You’re collaborating with Dan Boultwood on this new series. How do you work with him ?

It took a long time to find the right artist, almost a year. I wanted somebody with distinctly their own style, but not so different from Rob Guillory the transition from one artist to another would be jarring. I think I found that in Dan. Also: I just LOVE his stuff.

Cartoonists

In your series there is often a horrific aspect in terms of graphics. The main cartoonists you’ve worked with in indie, Rob Guillory, Afu Chan and now Dan Boultwood have a very cartoony style. Is it a component that fits with the spirit of your stories? Is that one of the reasons why you’ve associated with them?

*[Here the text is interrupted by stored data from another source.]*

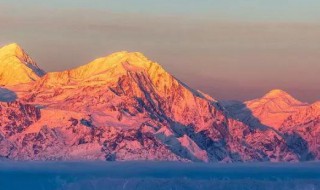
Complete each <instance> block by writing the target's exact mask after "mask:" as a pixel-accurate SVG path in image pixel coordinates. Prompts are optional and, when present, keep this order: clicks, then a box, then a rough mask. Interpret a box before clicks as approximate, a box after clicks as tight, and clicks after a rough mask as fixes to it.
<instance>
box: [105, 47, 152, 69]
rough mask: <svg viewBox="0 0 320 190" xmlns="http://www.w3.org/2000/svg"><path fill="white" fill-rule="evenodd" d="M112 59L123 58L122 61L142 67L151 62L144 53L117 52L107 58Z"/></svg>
mask: <svg viewBox="0 0 320 190" xmlns="http://www.w3.org/2000/svg"><path fill="white" fill-rule="evenodd" d="M112 57H118V58H121V59H122V60H126V61H128V62H129V63H130V64H136V65H140V66H142V65H143V64H144V63H146V62H151V61H150V60H149V59H148V58H147V57H146V56H145V55H144V54H143V53H141V52H128V51H120V52H115V53H113V54H111V55H109V56H107V57H105V58H106V59H107V58H112Z"/></svg>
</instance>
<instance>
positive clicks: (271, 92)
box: [262, 89, 302, 105]
mask: <svg viewBox="0 0 320 190" xmlns="http://www.w3.org/2000/svg"><path fill="white" fill-rule="evenodd" d="M262 99H267V100H273V101H277V102H287V103H288V104H297V105H298V104H302V102H300V101H299V100H297V99H295V98H294V97H292V96H291V95H290V94H289V93H287V92H286V91H283V90H280V89H274V90H271V91H270V92H268V93H267V94H266V95H264V96H263V97H262Z"/></svg>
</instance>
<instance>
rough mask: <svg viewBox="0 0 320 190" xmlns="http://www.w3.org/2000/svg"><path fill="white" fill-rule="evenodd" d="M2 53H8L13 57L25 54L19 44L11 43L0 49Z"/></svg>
mask: <svg viewBox="0 0 320 190" xmlns="http://www.w3.org/2000/svg"><path fill="white" fill-rule="evenodd" d="M0 52H1V53H6V54H13V55H16V54H23V53H24V51H23V49H22V48H21V47H20V46H19V45H18V44H17V43H11V44H8V45H5V46H3V47H2V48H1V49H0Z"/></svg>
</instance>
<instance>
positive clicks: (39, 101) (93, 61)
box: [0, 45, 320, 162]
mask: <svg viewBox="0 0 320 190" xmlns="http://www.w3.org/2000/svg"><path fill="white" fill-rule="evenodd" d="M2 51H3V52H8V53H2V58H3V59H4V60H5V61H4V64H0V67H4V66H5V65H10V66H11V67H13V66H15V67H18V68H19V67H22V66H25V67H26V68H29V67H30V66H34V67H36V65H35V63H34V62H33V61H32V60H31V59H30V58H29V57H28V56H27V55H26V54H25V53H24V51H23V50H21V48H19V47H18V46H17V45H12V46H11V47H10V46H9V47H7V48H5V50H2ZM8 60H11V61H8ZM12 60H13V61H12ZM17 65H18V66H17ZM22 68H24V67H22ZM23 71H24V70H23V69H22V70H21V69H20V70H19V72H21V73H24V72H23ZM15 72H18V71H15ZM11 79H14V77H13V78H11ZM29 79H30V78H29ZM30 80H32V78H31V79H30ZM11 89H13V90H14V89H16V91H17V92H19V93H18V94H17V95H18V97H17V101H15V102H12V103H7V102H4V103H1V102H0V114H1V115H3V117H2V119H3V120H2V122H1V123H0V158H1V157H5V158H9V159H16V160H67V159H69V160H72V159H76V160H79V159H84V160H96V159H99V160H107V161H114V160H181V161H203V162H217V161H219V162H239V161H300V160H301V161H302V160H312V159H319V158H320V151H319V150H320V149H319V147H318V144H317V141H316V140H317V139H316V138H315V137H318V136H319V135H320V130H318V129H320V125H319V124H320V117H319V116H320V114H319V113H320V112H319V110H318V103H317V104H314V105H313V106H306V105H303V104H302V103H300V102H299V101H297V100H295V99H294V98H293V97H291V96H290V95H289V94H288V93H285V92H284V91H281V90H273V91H271V92H270V93H268V94H267V95H265V96H264V97H262V98H259V99H256V100H252V101H248V102H244V103H243V102H241V103H240V105H237V106H236V107H232V106H231V108H232V110H231V111H230V109H229V108H230V107H226V108H225V107H223V105H222V103H219V102H217V101H216V100H214V99H213V98H211V97H209V96H208V95H205V94H204V93H201V92H199V91H195V90H193V89H192V88H190V87H188V86H187V85H186V84H184V83H182V82H181V81H179V80H178V79H176V78H175V77H174V76H172V75H171V74H170V73H168V72H167V71H166V70H164V69H163V68H162V67H161V66H160V65H159V64H157V63H155V62H152V61H150V60H149V59H147V58H146V57H145V56H144V55H143V54H141V53H138V52H125V51H123V52H117V53H114V54H112V55H110V56H107V57H102V58H99V59H96V60H94V61H92V62H90V63H88V64H86V65H83V66H81V67H78V68H75V69H71V70H67V71H63V72H52V73H47V74H46V75H45V76H43V77H41V78H40V79H38V80H36V81H35V82H33V83H30V84H25V85H24V84H21V85H19V86H17V87H16V88H15V87H12V88H11ZM233 109H234V110H236V112H232V111H233ZM237 114H239V115H237ZM306 115H307V117H306ZM259 122H261V123H262V124H263V125H267V127H265V126H261V123H259ZM282 126H284V127H282ZM296 129H299V130H296Z"/></svg>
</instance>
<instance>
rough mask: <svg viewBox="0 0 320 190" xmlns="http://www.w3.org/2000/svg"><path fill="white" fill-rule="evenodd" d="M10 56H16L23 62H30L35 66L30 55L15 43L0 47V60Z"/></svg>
mask: <svg viewBox="0 0 320 190" xmlns="http://www.w3.org/2000/svg"><path fill="white" fill-rule="evenodd" d="M10 57H16V58H18V59H19V60H20V61H21V62H22V63H24V64H31V65H33V66H37V64H36V63H35V61H33V60H32V59H31V57H30V56H29V55H28V54H27V53H26V52H25V51H24V50H23V49H22V48H21V47H20V46H19V45H18V44H17V43H12V44H9V45H6V46H4V47H2V48H1V49H0V59H1V60H3V59H7V58H10Z"/></svg>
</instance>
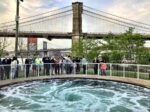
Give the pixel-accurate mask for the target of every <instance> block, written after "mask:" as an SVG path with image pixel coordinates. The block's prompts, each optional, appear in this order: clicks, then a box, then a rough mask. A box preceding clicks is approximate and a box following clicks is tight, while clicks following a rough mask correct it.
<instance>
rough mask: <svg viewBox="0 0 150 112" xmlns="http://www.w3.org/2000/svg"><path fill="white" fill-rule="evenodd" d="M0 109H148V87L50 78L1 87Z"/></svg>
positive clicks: (123, 83)
mask: <svg viewBox="0 0 150 112" xmlns="http://www.w3.org/2000/svg"><path fill="white" fill-rule="evenodd" d="M0 112H150V89H146V88H143V87H139V86H135V85H130V84H124V83H118V82H112V81H101V80H92V79H52V80H45V81H33V82H26V83H19V84H15V85H11V86H8V87H3V88H1V90H0Z"/></svg>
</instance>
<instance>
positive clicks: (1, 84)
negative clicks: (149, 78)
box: [0, 74, 150, 89]
mask: <svg viewBox="0 0 150 112" xmlns="http://www.w3.org/2000/svg"><path fill="white" fill-rule="evenodd" d="M52 79H92V80H104V81H113V82H118V83H124V84H131V85H135V86H140V87H144V88H148V89H150V80H143V79H136V78H126V77H117V76H95V75H82V74H81V75H57V76H56V75H55V76H40V77H29V78H18V79H13V80H1V81H0V88H2V87H6V86H10V85H14V84H18V83H24V82H32V81H42V80H43V81H45V80H52Z"/></svg>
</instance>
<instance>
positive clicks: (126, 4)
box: [107, 0, 150, 24]
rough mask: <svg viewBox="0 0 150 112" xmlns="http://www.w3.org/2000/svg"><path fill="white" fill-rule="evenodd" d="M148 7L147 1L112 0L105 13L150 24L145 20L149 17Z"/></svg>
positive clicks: (147, 2)
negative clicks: (108, 13) (123, 0)
mask: <svg viewBox="0 0 150 112" xmlns="http://www.w3.org/2000/svg"><path fill="white" fill-rule="evenodd" d="M149 6H150V1H149V0H142V1H140V0H126V1H122V0H114V2H113V4H112V5H111V6H110V7H109V8H108V9H107V11H108V12H110V13H112V14H115V15H118V16H121V17H126V18H128V19H132V20H135V21H141V22H142V21H143V22H146V23H149V24H150V22H149V21H148V19H147V18H149V17H150V12H149V10H150V7H149Z"/></svg>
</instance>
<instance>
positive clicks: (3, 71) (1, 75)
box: [0, 58, 4, 80]
mask: <svg viewBox="0 0 150 112" xmlns="http://www.w3.org/2000/svg"><path fill="white" fill-rule="evenodd" d="M0 79H1V80H3V79H4V69H3V65H2V60H1V58H0Z"/></svg>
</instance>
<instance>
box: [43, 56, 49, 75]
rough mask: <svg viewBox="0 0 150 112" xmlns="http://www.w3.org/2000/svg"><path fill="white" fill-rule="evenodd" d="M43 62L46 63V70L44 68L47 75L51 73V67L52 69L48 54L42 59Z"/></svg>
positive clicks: (45, 68)
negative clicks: (49, 71) (49, 69)
mask: <svg viewBox="0 0 150 112" xmlns="http://www.w3.org/2000/svg"><path fill="white" fill-rule="evenodd" d="M42 61H43V64H44V70H43V74H44V75H45V73H46V75H49V69H50V58H49V57H48V56H45V57H43V59H42Z"/></svg>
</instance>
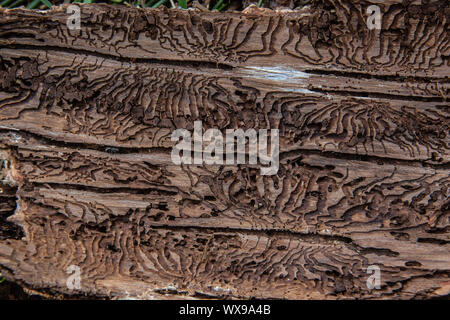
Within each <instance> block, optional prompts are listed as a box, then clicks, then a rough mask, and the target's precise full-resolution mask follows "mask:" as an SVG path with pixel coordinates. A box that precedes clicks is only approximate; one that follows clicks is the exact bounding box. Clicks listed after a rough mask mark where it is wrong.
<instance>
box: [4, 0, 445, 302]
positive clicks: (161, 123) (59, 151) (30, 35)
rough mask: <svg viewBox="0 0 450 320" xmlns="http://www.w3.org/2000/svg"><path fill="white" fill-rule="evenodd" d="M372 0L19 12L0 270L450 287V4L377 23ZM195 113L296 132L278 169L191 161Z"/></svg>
mask: <svg viewBox="0 0 450 320" xmlns="http://www.w3.org/2000/svg"><path fill="white" fill-rule="evenodd" d="M374 3H375V2H374ZM370 4H372V3H371V2H370V1H357V0H353V1H348V0H346V1H315V2H314V3H312V4H311V5H309V6H305V7H304V8H302V9H300V10H297V11H292V12H287V13H286V12H283V13H280V12H271V11H261V12H260V11H258V10H254V11H250V12H247V13H220V14H219V13H210V12H206V13H205V12H198V11H191V10H185V11H182V10H150V9H145V10H144V9H134V8H127V7H111V6H104V5H82V6H81V13H82V19H81V23H82V29H81V30H69V29H68V28H67V26H66V21H67V16H68V15H67V13H66V10H65V7H60V8H54V9H52V10H50V11H48V12H35V11H27V10H22V9H16V10H3V9H1V11H0V37H1V38H0V56H1V60H0V143H1V145H0V147H1V148H0V158H1V159H3V162H2V166H1V178H2V191H3V192H2V193H1V194H0V201H1V203H0V226H1V230H0V268H1V272H2V274H3V275H4V276H6V277H7V278H8V279H10V280H16V281H20V282H21V283H23V284H24V285H28V286H30V287H33V288H37V289H39V288H46V289H51V290H53V291H54V292H60V293H65V294H90V295H97V296H109V297H137V298H169V297H176V298H192V297H225V298H227V297H228V298H250V297H259V298H290V299H298V298H305V299H306V298H402V299H403V298H430V297H436V296H445V295H448V294H449V293H450V277H449V276H450V253H449V252H450V250H449V249H450V232H449V231H450V208H449V199H448V198H449V194H450V171H449V160H450V153H449V151H450V138H449V126H450V122H449V117H450V109H449V104H448V101H447V95H448V90H449V87H450V85H449V81H448V73H449V56H450V44H449V31H448V21H449V13H450V12H449V8H448V5H447V3H446V1H431V2H430V3H427V4H422V3H421V2H420V1H413V2H411V1H409V2H406V1H405V2H402V1H396V0H390V1H384V2H383V3H382V4H380V3H377V4H378V5H379V6H380V7H381V8H382V12H383V20H382V22H383V24H382V29H381V30H368V29H367V27H366V15H365V12H366V11H365V10H366V8H367V6H368V5H370ZM197 120H201V121H202V122H203V127H204V129H207V128H218V129H220V130H221V131H223V132H224V131H225V130H226V129H232V128H242V129H244V130H245V129H249V128H255V129H279V132H280V168H279V170H278V173H277V174H276V175H273V176H262V175H260V171H259V168H258V167H257V166H255V165H237V166H225V165H224V166H219V165H175V164H174V163H173V162H172V161H171V158H170V152H171V148H172V147H173V146H174V142H173V141H171V139H170V135H171V133H172V132H173V131H174V130H175V129H178V128H185V129H189V130H192V127H193V123H194V121H197ZM71 265H75V266H79V267H80V269H81V277H82V280H81V288H80V289H79V290H75V291H74V290H72V289H69V288H68V287H67V285H66V280H67V278H68V274H67V268H68V267H69V266H71ZM371 265H376V266H378V267H379V268H380V271H381V288H380V289H372V290H370V289H368V287H367V284H366V280H367V278H368V277H369V274H368V273H367V272H366V270H367V267H368V266H371Z"/></svg>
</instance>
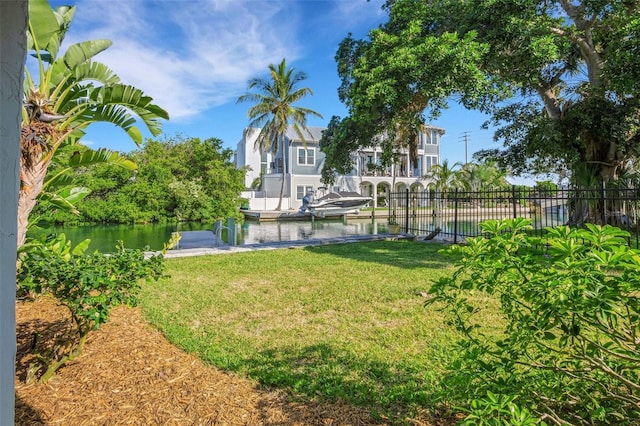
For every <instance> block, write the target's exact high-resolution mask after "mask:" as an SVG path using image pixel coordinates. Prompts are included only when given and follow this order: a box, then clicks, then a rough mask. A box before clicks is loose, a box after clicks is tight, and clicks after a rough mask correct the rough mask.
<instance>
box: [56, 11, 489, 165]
mask: <svg viewBox="0 0 640 426" xmlns="http://www.w3.org/2000/svg"><path fill="white" fill-rule="evenodd" d="M50 3H51V5H52V6H54V7H56V6H59V5H62V4H75V5H76V6H77V9H76V13H75V17H74V20H73V22H72V24H71V28H70V30H69V31H68V32H67V37H66V38H65V41H64V44H63V47H62V50H61V51H64V50H65V47H66V46H68V45H69V44H71V43H76V42H81V41H86V40H94V39H109V40H111V41H112V42H113V45H112V46H111V47H110V48H109V49H107V50H106V51H104V52H102V53H100V54H99V55H98V56H96V60H98V61H99V62H102V63H104V64H106V65H107V66H109V67H110V68H111V69H112V70H113V71H115V73H116V74H117V75H119V76H120V78H121V81H122V82H123V83H125V84H131V85H133V86H135V87H138V88H139V89H142V90H143V91H144V92H145V94H146V95H148V96H151V97H152V98H153V99H154V103H156V104H157V105H159V106H161V107H162V108H164V109H166V110H167V111H168V112H169V116H170V120H169V121H165V122H163V134H164V135H165V136H166V137H172V136H175V135H181V136H185V137H198V138H200V139H207V138H212V137H213V138H218V139H220V140H222V141H223V144H224V147H226V148H231V149H235V148H236V145H237V143H238V141H240V139H241V137H242V131H243V129H244V128H245V127H247V125H248V123H249V120H248V118H247V111H248V109H249V107H250V106H251V104H250V103H239V104H238V103H237V102H236V100H237V99H238V97H239V96H241V95H243V94H245V93H246V92H247V82H248V80H249V79H250V78H252V77H266V76H267V70H268V66H269V64H278V63H280V61H281V60H282V59H286V61H287V65H288V66H289V67H293V68H294V69H295V70H296V71H302V72H304V73H306V74H307V75H308V78H307V79H306V80H304V81H303V82H301V84H300V86H299V87H308V88H310V89H311V90H312V91H313V95H312V96H308V97H306V98H304V99H302V100H301V101H300V102H299V103H298V104H297V105H298V106H301V107H306V108H310V109H312V110H315V111H317V112H319V113H320V114H322V116H323V118H322V119H319V118H313V117H310V118H309V120H308V124H309V125H311V126H320V127H326V126H327V124H328V123H329V120H330V119H331V117H332V116H334V115H338V116H341V117H344V116H346V115H347V110H346V108H345V106H344V105H343V104H342V103H341V102H340V100H339V99H338V94H337V89H338V86H339V85H340V79H339V77H338V73H337V67H336V63H335V59H334V56H335V53H336V50H337V48H338V45H339V43H340V41H341V40H343V39H344V38H345V37H346V36H347V35H348V34H349V33H352V34H353V36H354V37H356V38H365V37H366V36H367V34H368V32H369V30H371V29H373V28H376V27H378V26H379V25H380V24H381V23H383V22H385V21H386V18H387V16H386V12H384V11H383V10H382V8H381V6H382V4H383V0H370V1H367V0H76V1H75V2H73V0H67V1H59V0H50ZM486 118H487V117H486V116H484V115H482V114H480V113H477V112H473V111H468V110H465V109H464V108H463V107H461V106H458V105H456V104H455V103H454V102H452V103H451V105H450V109H449V110H446V111H444V112H443V114H442V116H441V117H440V118H439V119H438V120H436V121H432V122H431V124H434V125H436V126H439V127H442V128H444V129H445V131H446V134H445V135H444V136H443V138H442V144H441V160H445V159H446V160H448V161H449V163H450V164H452V163H455V162H461V163H464V162H465V161H467V160H469V161H471V159H472V158H471V157H472V154H473V152H475V151H477V150H480V149H483V148H494V147H496V146H497V145H496V142H493V132H492V131H490V130H482V129H481V125H482V123H483V122H484V121H485V120H486ZM141 124H142V123H141ZM140 129H141V130H143V135H144V136H145V137H151V135H150V133H149V132H148V131H146V132H145V131H144V130H145V128H144V125H143V124H142V125H141V126H140ZM465 135H466V141H467V142H466V143H465ZM83 143H85V144H87V145H89V146H91V147H92V148H94V149H96V148H101V147H105V148H109V149H112V150H118V151H130V150H132V149H135V148H136V146H135V144H134V142H133V141H132V140H131V139H129V138H128V136H127V135H126V134H125V133H124V132H123V131H122V130H120V129H118V128H115V127H113V126H112V125H109V124H92V125H91V126H89V128H88V129H87V134H86V136H85V137H84V138H83Z"/></svg>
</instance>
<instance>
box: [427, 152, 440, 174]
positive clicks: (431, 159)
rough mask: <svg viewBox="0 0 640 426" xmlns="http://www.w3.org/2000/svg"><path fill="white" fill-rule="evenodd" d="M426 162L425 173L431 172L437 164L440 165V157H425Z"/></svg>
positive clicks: (434, 155)
mask: <svg viewBox="0 0 640 426" xmlns="http://www.w3.org/2000/svg"><path fill="white" fill-rule="evenodd" d="M424 160H425V167H424V172H425V173H427V172H428V171H429V170H431V167H432V166H435V165H436V164H438V157H437V156H435V155H425V156H424Z"/></svg>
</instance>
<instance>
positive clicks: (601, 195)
mask: <svg viewBox="0 0 640 426" xmlns="http://www.w3.org/2000/svg"><path fill="white" fill-rule="evenodd" d="M605 186H606V184H605V182H604V181H602V188H601V189H600V197H601V199H602V226H604V225H606V224H607V201H606V195H605Z"/></svg>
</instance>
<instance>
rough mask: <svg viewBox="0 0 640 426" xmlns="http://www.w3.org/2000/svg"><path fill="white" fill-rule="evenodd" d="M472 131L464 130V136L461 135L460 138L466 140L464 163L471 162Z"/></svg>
mask: <svg viewBox="0 0 640 426" xmlns="http://www.w3.org/2000/svg"><path fill="white" fill-rule="evenodd" d="M470 133H471V132H462V136H460V140H464V163H465V164H467V163H468V162H469V134H470Z"/></svg>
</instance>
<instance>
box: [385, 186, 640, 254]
mask: <svg viewBox="0 0 640 426" xmlns="http://www.w3.org/2000/svg"><path fill="white" fill-rule="evenodd" d="M388 201H389V202H388V207H389V216H395V218H396V220H397V221H398V223H399V224H400V229H401V231H402V232H405V233H410V234H414V235H429V234H435V233H436V232H437V234H438V235H439V236H440V237H443V238H445V239H447V240H451V241H453V242H454V243H456V242H459V241H462V240H464V238H465V237H473V236H478V235H480V228H479V226H478V225H479V224H480V223H481V222H482V221H485V220H487V219H506V218H516V217H524V218H530V219H531V220H532V222H533V226H534V233H536V234H538V235H543V233H544V229H545V228H547V227H556V226H562V225H575V226H580V225H583V224H584V223H587V222H589V223H596V224H610V225H614V226H618V227H620V228H622V229H625V230H627V231H629V232H630V233H631V237H630V239H629V244H630V245H631V246H633V247H635V248H639V247H638V245H639V242H638V225H639V221H640V189H638V188H596V189H558V190H548V191H534V190H533V189H532V188H526V187H515V186H514V187H512V188H510V189H508V190H492V191H464V190H459V189H452V190H450V191H446V192H444V191H443V192H435V191H429V190H427V191H422V192H410V191H409V190H406V191H402V192H392V193H390V194H389V199H388Z"/></svg>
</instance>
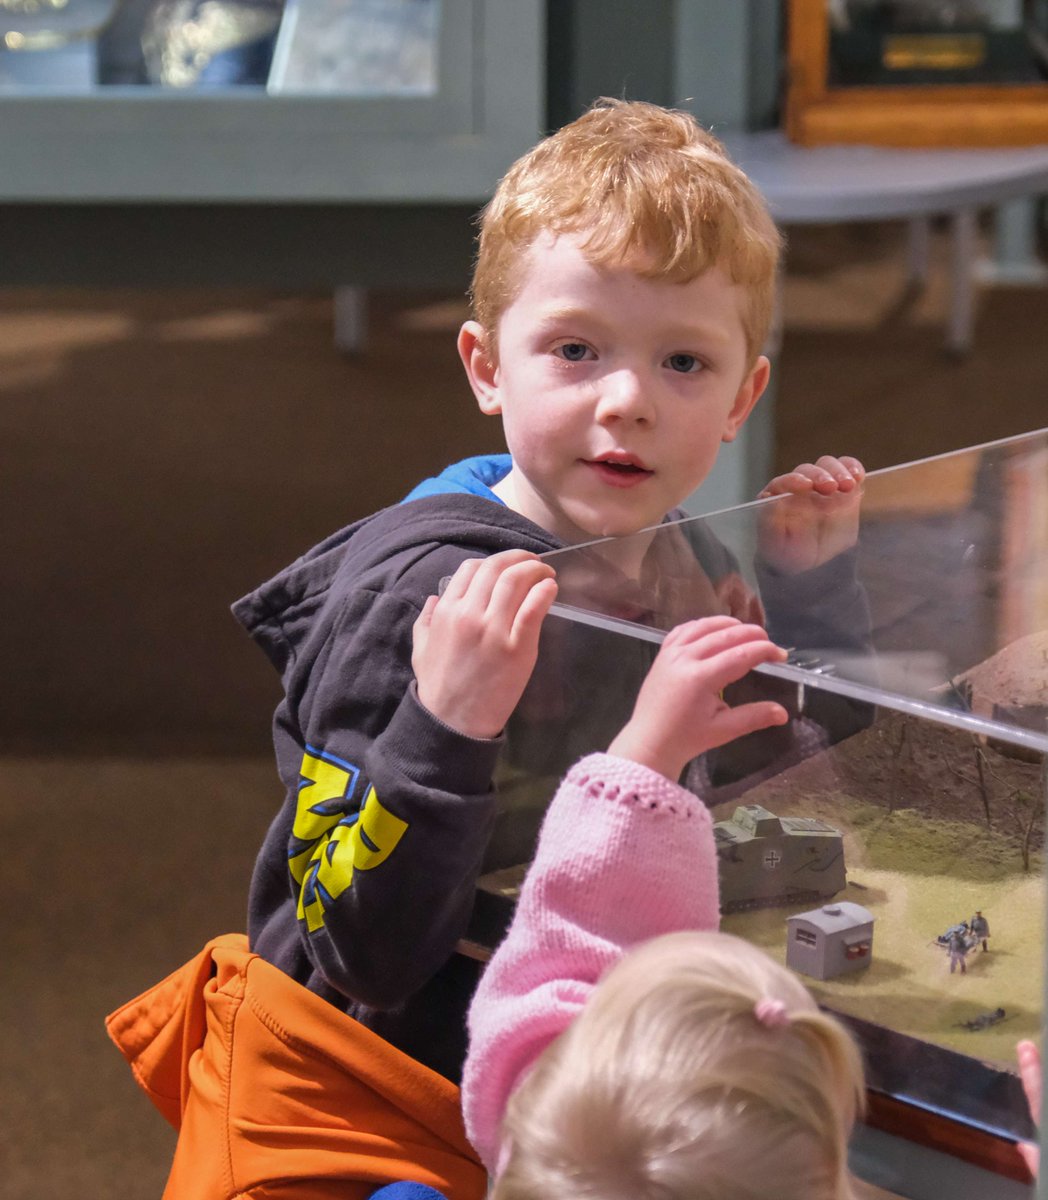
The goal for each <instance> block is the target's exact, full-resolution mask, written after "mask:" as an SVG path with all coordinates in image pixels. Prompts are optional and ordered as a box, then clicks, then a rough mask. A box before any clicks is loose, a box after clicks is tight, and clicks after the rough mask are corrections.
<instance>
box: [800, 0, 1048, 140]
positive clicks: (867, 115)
mask: <svg viewBox="0 0 1048 1200" xmlns="http://www.w3.org/2000/svg"><path fill="white" fill-rule="evenodd" d="M788 17H789V25H788V31H786V41H788V49H786V62H788V76H786V103H785V127H786V134H788V136H789V138H790V139H791V140H792V142H798V143H801V144H802V145H820V144H825V143H832V142H851V143H872V144H874V145H896V146H1002V145H1035V144H1037V143H1042V142H1048V83H1046V84H1016V85H982V84H980V85H965V84H960V85H941V86H893V88H831V86H830V84H828V66H830V25H828V20H827V14H826V2H825V0H789V5H788Z"/></svg>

I tend to have a pretty dark sense of humor, but at the same time, I like comics to be fun. I think this is why I tend to gravitate to cartoony artists, so I have them draw really gross and horrific stuff, but it’s not repellent or off-putting because it doesn’t try to be too realistic or horrific. With CHEW, I’d rather you giggle when Tony has to eat something horrible than be repulsed or disgusted.

Writing

Are you the type to write everything from A to Z before starting a series or do you leave a lot to improvisation by regularly modifying your stories as they progress?

Half and half. I tend know the ending, and where I am heading, with benchmarks along the way, but I like to give myself room to go in unexpected directions.

In your stories, there are very often characters with unusual designs. Do you give directions to the cartoonists or do you let their imagination run wild?

Depends on the artist. Every gig is different, and every relationship with every artist if different. I try to figure out the artist’s comfort zone and work within that. Also: I only give design direction if it’s critical to the story. If there is a scientist, I’ll simply say “scientist” and I don’t really care about the gender or the race or even appearance if it’s not a story point.

Interview made by email exchange. Thanks to John Layman for his availability and his kindness.